On 28 March, there was a serious incident at 6:00 p.m. while the Cuban ambassador, his family, and a delegation of physicians from Cuba were touring the city.
A Korean passerby called to Korean residents in the vicinity to act against the Cuban delegation. A large crowd of people gathered quickly, including 100 children, and the crowd pounded the car with their fists, ordered the occupants to get out, and hurled insults, especially against the Cuban ambassador as a black man.
Although the Cuban ambassador identified himself as the ambassador of Cuba, both in Korean and in Russian, this had no effect on the crowd's actions.
The militia in the vicinity took no action at all.
The Cuban physicians urged the ambassador to open the car to get out. Once the Cuban ambassador exited the car, the delegation's cameras were taken away from them.

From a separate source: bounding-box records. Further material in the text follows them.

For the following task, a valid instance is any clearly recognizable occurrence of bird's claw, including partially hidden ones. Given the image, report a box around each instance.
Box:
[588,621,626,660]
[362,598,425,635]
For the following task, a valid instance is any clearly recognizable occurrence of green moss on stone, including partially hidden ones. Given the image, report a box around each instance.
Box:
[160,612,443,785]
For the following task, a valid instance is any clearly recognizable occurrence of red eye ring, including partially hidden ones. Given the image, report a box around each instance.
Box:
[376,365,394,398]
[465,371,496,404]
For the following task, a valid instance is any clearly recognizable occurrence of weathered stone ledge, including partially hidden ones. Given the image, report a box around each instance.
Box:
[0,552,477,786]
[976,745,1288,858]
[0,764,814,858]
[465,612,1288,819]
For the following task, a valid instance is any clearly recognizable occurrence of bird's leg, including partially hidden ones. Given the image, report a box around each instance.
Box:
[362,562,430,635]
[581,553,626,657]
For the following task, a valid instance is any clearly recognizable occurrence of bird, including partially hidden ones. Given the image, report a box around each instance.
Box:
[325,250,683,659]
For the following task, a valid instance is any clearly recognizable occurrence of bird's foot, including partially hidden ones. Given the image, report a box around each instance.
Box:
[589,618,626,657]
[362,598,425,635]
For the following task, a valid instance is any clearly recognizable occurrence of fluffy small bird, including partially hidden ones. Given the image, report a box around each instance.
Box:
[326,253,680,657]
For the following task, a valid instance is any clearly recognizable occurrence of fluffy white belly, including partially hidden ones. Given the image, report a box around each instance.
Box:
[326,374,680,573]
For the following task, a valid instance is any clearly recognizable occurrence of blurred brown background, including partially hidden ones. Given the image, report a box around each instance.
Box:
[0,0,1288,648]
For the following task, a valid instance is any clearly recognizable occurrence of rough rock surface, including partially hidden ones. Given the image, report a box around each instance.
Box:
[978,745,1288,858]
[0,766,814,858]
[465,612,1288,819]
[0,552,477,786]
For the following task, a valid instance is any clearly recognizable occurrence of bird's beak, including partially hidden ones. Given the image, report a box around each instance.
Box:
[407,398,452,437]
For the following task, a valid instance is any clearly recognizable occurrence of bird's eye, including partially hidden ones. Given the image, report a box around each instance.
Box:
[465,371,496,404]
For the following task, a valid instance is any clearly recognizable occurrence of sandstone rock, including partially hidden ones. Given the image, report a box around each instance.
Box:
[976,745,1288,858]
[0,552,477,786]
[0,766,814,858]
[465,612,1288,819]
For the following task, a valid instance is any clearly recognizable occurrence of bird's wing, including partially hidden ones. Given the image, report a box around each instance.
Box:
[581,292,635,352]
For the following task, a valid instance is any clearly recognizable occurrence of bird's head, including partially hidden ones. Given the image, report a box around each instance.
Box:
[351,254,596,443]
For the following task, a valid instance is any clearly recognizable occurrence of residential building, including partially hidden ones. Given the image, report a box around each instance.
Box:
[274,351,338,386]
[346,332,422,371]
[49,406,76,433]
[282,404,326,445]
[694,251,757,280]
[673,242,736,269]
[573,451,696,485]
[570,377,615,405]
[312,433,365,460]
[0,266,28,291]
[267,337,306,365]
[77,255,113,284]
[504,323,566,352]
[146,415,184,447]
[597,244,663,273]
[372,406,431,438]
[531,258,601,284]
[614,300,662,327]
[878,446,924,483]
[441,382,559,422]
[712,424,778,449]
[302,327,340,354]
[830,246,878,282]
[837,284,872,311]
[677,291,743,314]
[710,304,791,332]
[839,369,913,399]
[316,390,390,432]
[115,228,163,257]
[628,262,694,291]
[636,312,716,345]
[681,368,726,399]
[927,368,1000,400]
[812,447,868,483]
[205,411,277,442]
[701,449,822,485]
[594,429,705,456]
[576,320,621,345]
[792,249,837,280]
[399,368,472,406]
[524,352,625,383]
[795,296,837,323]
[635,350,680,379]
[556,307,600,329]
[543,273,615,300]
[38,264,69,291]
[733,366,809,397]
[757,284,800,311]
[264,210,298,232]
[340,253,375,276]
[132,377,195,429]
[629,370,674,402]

As the unit's troops arrived, they proceeded to exercise extraordinary brutality against the crowd, including the children. They struck these people, including the children, with the butts of their weapons.
Once the crowd had been driven away from the car, the Cuban ambassador established that the Cuban flag had been torn off and was no longer there. He asked the leader of the security troops to return the flag. Then the security service troops committed even worse acts of brutality against the people in the street and in the nearby houses, demanding that the flag be returned. The Cuban ambassador remarked to me that their actions were so brutal that if he had been Korean and had had the flag, he would have preferred to eat it rather than to give it back.
It’s like how the people who supported banning Muhammad cartoons (because drawing Muhammad was “Islamophobic”) never considered that the theocrats calling for Salman Rushdie’s death are the dictionary definition of Far Right. They’re in the top right corner of the AuthRight quadrant on the political compass.